Why Don’t My Children (and grandchildren) Go To Church

Parents and grandparents ask Dr. David Lose this question often.  “We went to church every Sunday as kids.  We still go to church.  When they were young, we took our children every Sunday, but now they’re older and they don’t go.  What did we do wrong?”

Participants at the Sunday evening public lecture at Charleswood’s preaching event flocked to hear the answer to this poignant question.  I went because my own children seldom go to church.

Of course the world has changed radically from when I was a kid.  These days it’s much harder to claim Sabbath time—email can find me anywhere and work life spills over into leisure. When I grew up, church was the socially supported and culturally expected activity on a Sunday morning.  What else was there to do?  But it meant my parents didn’t need to say much to me about why church was important to them.  It wasn’t necessary to say why it was important to them; it was just important to everybody.

And if you have children or grandchildren, maybe you haven’t told them that story of why church is important to you either.

My children have grown up knowing what to do at church and have a good grasp of the basics, but they don’t really know why it matters.  I’ve never told them that at church I regularly get caught by a new way of seeing the world that I never thought of before.  When I am challenged to be more compassionate and accepting despite my natural inclination, I feel like I’ve encountered the genuine grace Jesus showed the woman at the well.

I find meaning at church but my children don’t.  Why not?  Lose says, “Why not ask them?”  The way to begin finding an answer is to embrace the question as a mystery to be probed rather than a problem to be solved.  He suggests starting with the following questions:

  • Where do you find nourishment, support, and strength?
  • What do you do instead?
  • What would have to happen at church for you to find those things there?

I’m thinking that beginning with questions and listening carefully to the answers might just open the door to a real conversation.  If I tried it I would certainly find out more about what matters to my children.  And maybe, just maybe, I would learn about the kind of church that could matter for them too.

Lori Stewart is a mother of two and a diaconal minister working at CCS.  David Lose is the Marbury E. Anderson Biblical Preaching Chair at Luther Seminary in St. Paul, MN.  Watch for his book on this topic coming out in 2015.

Comments: 2

  1. Susan Hope says:

    Well-written and concise – good article!

  2. Perhaps it would help if children and youth, as well as young adults were given critical tools for discerning options, trialing the options and having opportunities to commit to the results of their findings in congregation (i.e. sunday school classes, group meetings, sunday meetings).

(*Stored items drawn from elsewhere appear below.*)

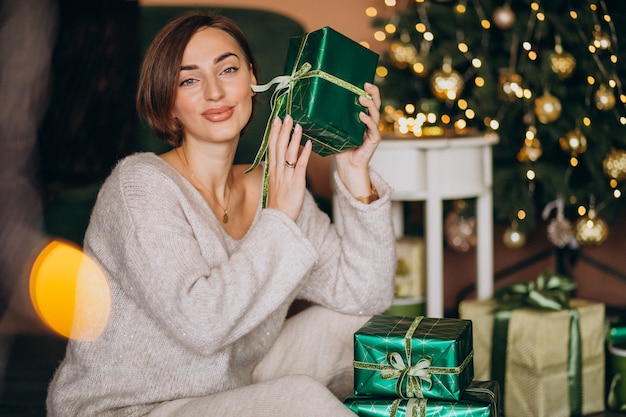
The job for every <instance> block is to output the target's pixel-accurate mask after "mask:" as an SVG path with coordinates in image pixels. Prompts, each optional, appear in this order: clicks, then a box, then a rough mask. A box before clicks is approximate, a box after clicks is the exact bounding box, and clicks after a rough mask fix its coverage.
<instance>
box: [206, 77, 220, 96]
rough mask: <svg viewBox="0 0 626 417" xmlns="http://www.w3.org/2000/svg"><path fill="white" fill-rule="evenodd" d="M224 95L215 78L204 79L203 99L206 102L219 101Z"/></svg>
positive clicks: (209, 77) (210, 77) (216, 80)
mask: <svg viewBox="0 0 626 417" xmlns="http://www.w3.org/2000/svg"><path fill="white" fill-rule="evenodd" d="M223 95H224V88H223V86H222V84H221V83H220V80H219V78H218V77H216V76H210V77H207V78H206V81H205V83H204V99H205V100H207V101H211V100H219V99H220V98H222V96H223Z"/></svg>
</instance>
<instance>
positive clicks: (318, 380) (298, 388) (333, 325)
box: [148, 307, 369, 417]
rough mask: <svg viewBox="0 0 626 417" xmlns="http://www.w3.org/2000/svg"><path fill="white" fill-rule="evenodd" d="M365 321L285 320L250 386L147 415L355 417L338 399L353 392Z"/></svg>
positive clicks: (353, 414) (177, 401)
mask: <svg viewBox="0 0 626 417" xmlns="http://www.w3.org/2000/svg"><path fill="white" fill-rule="evenodd" d="M368 319H369V317H363V316H350V315H345V314H340V313H336V312H333V311H330V310H327V309H325V308H322V307H310V308H308V309H306V310H304V311H302V312H300V313H298V314H296V315H295V316H293V317H291V318H289V319H288V320H287V321H286V323H285V326H284V328H283V330H282V332H281V334H280V336H279V337H278V339H277V340H276V343H275V344H274V345H273V346H272V348H271V349H270V351H269V352H268V354H267V355H266V356H265V358H263V360H262V361H261V362H260V363H259V365H258V366H257V367H256V369H255V370H254V374H253V380H254V383H253V384H252V385H248V386H245V387H241V388H237V389H234V390H230V391H225V392H221V393H217V394H212V395H208V396H206V397H199V398H185V399H181V400H175V401H169V402H166V403H163V404H161V405H159V406H157V407H156V408H155V409H154V410H153V411H152V412H151V413H150V414H148V416H149V417H171V416H176V417H202V416H219V415H238V416H242V417H246V416H255V417H280V416H285V417H287V416H289V417H293V416H298V417H309V416H310V417H319V416H327V417H331V416H332V417H335V416H337V417H341V416H345V417H354V413H353V412H352V411H350V410H349V409H348V408H347V407H346V406H345V405H343V403H342V402H341V400H343V399H344V398H345V397H347V396H349V395H350V394H351V393H352V391H353V389H354V388H353V385H354V368H353V366H352V361H353V359H354V353H353V351H354V337H353V335H354V332H356V331H357V330H358V329H359V328H360V327H361V326H362V325H363V324H365V322H366V321H367V320H368Z"/></svg>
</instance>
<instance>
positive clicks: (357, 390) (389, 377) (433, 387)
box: [354, 315, 474, 400]
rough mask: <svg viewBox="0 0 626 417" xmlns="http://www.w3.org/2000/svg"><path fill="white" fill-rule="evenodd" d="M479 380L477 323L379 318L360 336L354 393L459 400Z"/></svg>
mask: <svg viewBox="0 0 626 417" xmlns="http://www.w3.org/2000/svg"><path fill="white" fill-rule="evenodd" d="M473 378H474V366H473V342H472V322H471V321H469V320H461V319H453V318H429V317H423V316H418V317H394V316H385V315H376V316H373V317H372V318H371V319H370V320H369V321H368V322H367V323H365V324H364V325H363V326H362V327H361V328H360V329H359V330H358V331H357V332H356V333H355V334H354V387H355V391H354V395H355V396H373V397H400V398H405V399H406V398H430V399H442V400H459V398H460V396H461V393H462V392H463V390H464V389H465V388H466V387H467V386H468V385H469V384H470V383H471V382H472V380H473Z"/></svg>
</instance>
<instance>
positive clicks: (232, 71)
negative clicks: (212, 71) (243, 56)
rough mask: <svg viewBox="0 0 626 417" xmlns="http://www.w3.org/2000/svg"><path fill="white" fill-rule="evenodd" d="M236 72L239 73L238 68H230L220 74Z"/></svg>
mask: <svg viewBox="0 0 626 417" xmlns="http://www.w3.org/2000/svg"><path fill="white" fill-rule="evenodd" d="M237 71H239V67H236V66H232V67H227V68H226V69H225V70H224V71H222V74H234V73H235V72H237Z"/></svg>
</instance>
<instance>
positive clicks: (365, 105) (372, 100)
mask: <svg viewBox="0 0 626 417" xmlns="http://www.w3.org/2000/svg"><path fill="white" fill-rule="evenodd" d="M359 101H360V103H361V105H362V106H363V107H365V108H366V109H367V112H368V113H369V115H370V116H371V117H372V119H373V120H374V122H375V123H378V120H380V111H379V107H377V106H376V104H375V103H374V100H373V99H368V98H366V97H363V96H361V97H359Z"/></svg>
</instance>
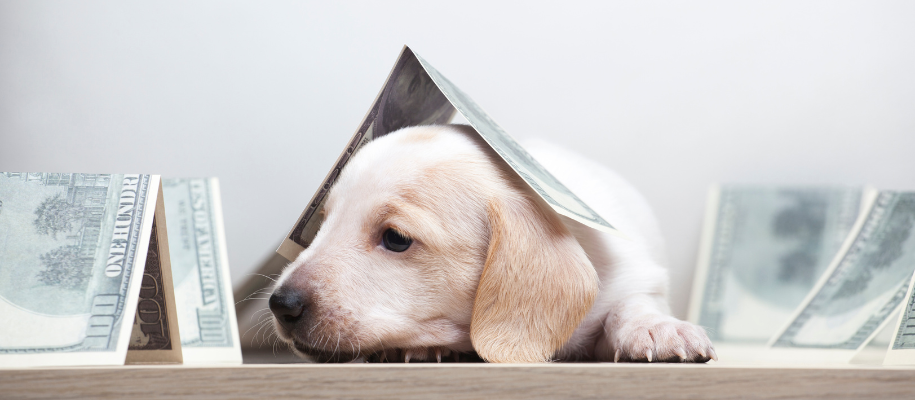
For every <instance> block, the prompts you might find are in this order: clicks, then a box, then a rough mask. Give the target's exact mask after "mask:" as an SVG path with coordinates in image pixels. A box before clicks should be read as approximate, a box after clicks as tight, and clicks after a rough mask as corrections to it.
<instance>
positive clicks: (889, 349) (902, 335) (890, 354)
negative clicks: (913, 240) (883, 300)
mask: <svg viewBox="0 0 915 400" xmlns="http://www.w3.org/2000/svg"><path fill="white" fill-rule="evenodd" d="M913 236H915V235H913ZM904 301H905V303H903V306H902V310H901V311H902V312H900V313H899V314H900V315H899V318H898V319H897V320H896V321H893V322H895V325H892V326H891V327H892V328H893V329H892V332H893V336H892V338H891V339H890V345H889V349H887V352H886V358H885V359H884V360H883V364H884V365H915V274H913V276H912V280H911V281H910V282H909V290H908V291H907V292H906V294H905V298H904Z"/></svg>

    I do not see these things being offered in practical and meaningful ways. Yet, children, youth and young adults, as well as older adults search for such things, and indeed require such tools.

    Congregation should be more of a place for Christian experiencing and Christian experimenting than mostly Christian socializing and worshipping. The former would make attendance meaningful and relevant to being alive in todays world and living well in tomorrows world.

    For folks who be interested, I have some readily available materials relating to Christian experiential and experimental learning.